Citizen science and global biodiversity monitoring

What is the impact of citizen science on biodiversity monitoring as measured by EBVs and GBIF data contributions?

Mourning dove (Zenaida macroura)

Mourning dove (Zenaida macroura), with almost 5.5 million records, the species with most occurrences in GBIF. Photo by Mike Leveille licensed under CC BY-NC 4.0.

Citizen science (CS) is a potential source of data in many disciplines, including biodiversity monitoring.
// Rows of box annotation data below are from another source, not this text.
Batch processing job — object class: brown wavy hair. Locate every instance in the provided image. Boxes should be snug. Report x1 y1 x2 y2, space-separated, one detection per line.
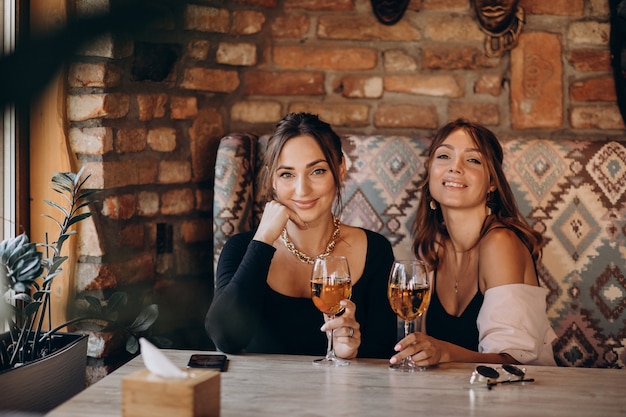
413 119 543 269
261 113 343 215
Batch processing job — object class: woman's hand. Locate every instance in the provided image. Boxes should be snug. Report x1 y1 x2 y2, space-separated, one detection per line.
389 332 450 366
321 300 361 359
253 200 307 245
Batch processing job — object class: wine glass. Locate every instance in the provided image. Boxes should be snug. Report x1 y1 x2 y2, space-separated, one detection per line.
311 256 352 366
387 260 431 372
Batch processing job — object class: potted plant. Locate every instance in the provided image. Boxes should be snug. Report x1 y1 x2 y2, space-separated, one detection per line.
0 169 158 412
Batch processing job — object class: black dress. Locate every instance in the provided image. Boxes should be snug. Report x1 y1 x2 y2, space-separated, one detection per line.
426 271 484 352
205 230 397 358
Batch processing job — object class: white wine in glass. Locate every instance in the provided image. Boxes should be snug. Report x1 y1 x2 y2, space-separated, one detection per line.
387 260 431 372
311 256 352 366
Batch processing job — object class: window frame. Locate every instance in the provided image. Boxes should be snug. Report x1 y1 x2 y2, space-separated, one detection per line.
0 0 30 239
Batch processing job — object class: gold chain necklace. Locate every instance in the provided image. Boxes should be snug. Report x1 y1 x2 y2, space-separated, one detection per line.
280 217 341 265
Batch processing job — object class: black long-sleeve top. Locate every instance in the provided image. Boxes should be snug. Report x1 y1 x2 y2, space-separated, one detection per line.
205 230 397 358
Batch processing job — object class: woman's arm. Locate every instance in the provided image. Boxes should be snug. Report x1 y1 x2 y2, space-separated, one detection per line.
205 233 276 353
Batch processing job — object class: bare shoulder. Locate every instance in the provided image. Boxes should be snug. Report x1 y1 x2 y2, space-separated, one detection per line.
478 228 534 288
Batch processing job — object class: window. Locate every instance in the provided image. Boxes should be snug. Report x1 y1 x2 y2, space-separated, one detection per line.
0 0 16 239
0 0 30 239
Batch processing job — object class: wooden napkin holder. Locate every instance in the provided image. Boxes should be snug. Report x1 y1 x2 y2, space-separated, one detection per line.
122 369 220 417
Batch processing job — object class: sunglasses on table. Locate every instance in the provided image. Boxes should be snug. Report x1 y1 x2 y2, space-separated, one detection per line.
470 364 535 389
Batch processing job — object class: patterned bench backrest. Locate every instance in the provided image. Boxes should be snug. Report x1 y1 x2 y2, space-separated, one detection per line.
214 134 626 367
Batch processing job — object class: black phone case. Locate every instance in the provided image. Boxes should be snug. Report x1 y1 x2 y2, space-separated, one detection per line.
187 354 228 372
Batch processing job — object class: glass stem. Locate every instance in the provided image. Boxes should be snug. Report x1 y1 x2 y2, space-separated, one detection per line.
326 316 337 360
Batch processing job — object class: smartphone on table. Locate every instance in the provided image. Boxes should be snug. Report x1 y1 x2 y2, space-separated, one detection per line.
187 353 228 372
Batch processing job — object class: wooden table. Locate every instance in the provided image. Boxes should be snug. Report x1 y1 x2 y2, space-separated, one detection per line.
47 350 626 417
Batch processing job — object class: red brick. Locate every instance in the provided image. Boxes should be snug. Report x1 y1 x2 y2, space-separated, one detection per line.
230 100 283 123
68 62 121 88
189 108 224 182
474 74 502 97
383 49 418 72
215 42 257 67
100 158 158 188
272 46 378 70
170 97 198 120
270 13 310 39
570 76 617 103
115 128 148 153
69 127 113 155
448 101 500 126
180 68 239 93
567 49 613 72
184 4 230 33
520 0 585 16
77 263 119 291
416 0 469 11
289 101 369 128
423 13 485 43
161 188 195 216
422 45 500 70
196 189 213 213
187 39 211 61
120 224 144 249
374 104 438 129
147 127 176 152
231 10 265 35
384 75 464 98
68 94 129 122
570 105 626 130
235 0 278 9
511 32 563 129
317 15 422 41
181 219 213 243
243 71 325 96
137 94 167 122
110 252 155 286
334 75 383 98
159 161 191 184
102 194 137 220
137 191 159 217
567 20 611 46
284 0 354 12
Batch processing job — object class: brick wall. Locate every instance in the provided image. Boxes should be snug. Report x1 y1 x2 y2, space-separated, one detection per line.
67 0 625 348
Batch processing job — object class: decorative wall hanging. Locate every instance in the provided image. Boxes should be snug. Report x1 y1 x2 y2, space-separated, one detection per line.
371 0 409 25
470 0 524 57
610 0 626 123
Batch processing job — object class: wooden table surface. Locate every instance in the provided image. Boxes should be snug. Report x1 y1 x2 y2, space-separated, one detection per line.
47 350 626 417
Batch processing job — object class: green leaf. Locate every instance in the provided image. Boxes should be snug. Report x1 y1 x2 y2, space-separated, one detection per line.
67 213 91 227
43 200 70 217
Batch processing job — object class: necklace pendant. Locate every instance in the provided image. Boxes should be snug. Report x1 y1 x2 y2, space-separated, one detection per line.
280 217 341 265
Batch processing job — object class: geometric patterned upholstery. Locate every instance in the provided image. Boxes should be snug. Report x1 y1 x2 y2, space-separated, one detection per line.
213 134 626 368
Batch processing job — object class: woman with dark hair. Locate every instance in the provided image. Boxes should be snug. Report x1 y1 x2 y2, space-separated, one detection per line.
391 120 556 366
205 113 397 359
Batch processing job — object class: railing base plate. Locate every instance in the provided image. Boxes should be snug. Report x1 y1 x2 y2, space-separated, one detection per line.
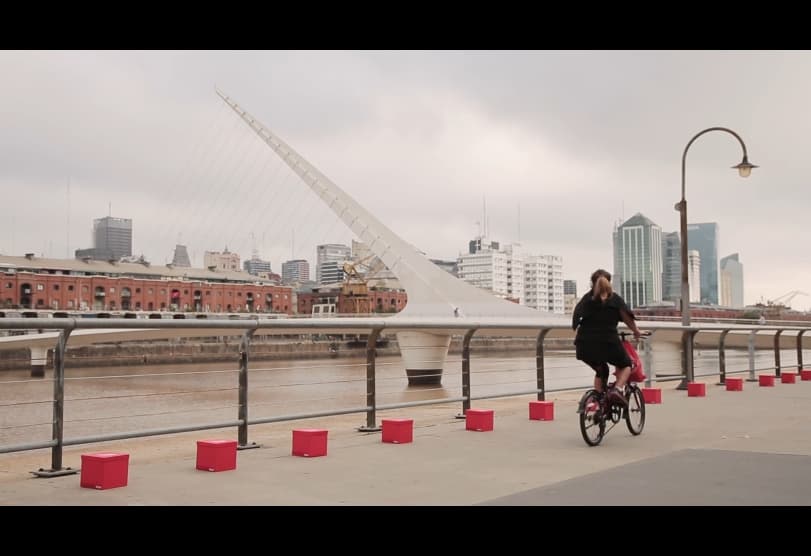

Essential Biodiversity Variables (EBVs) represent the minimum set of measurements required to capture major dimensions of biodiversity change, and while some EBVs can be monitored electronically and remotely, others require human-assisted data collection, as indeed provided by some CS projects. But what are the characteristics of such projects and to what extent do they make an impact on EBVs as measured through contributions to GBIF?

This study presents an assessment of more 3600 CS projects from around the world, of which most are based in North America or Europe. Far from all of these make their data available through GBIF, whose total records, however, are derived from CS in more than half the cases. The most extensively CS-monitored groups globally are birds, moths and trees.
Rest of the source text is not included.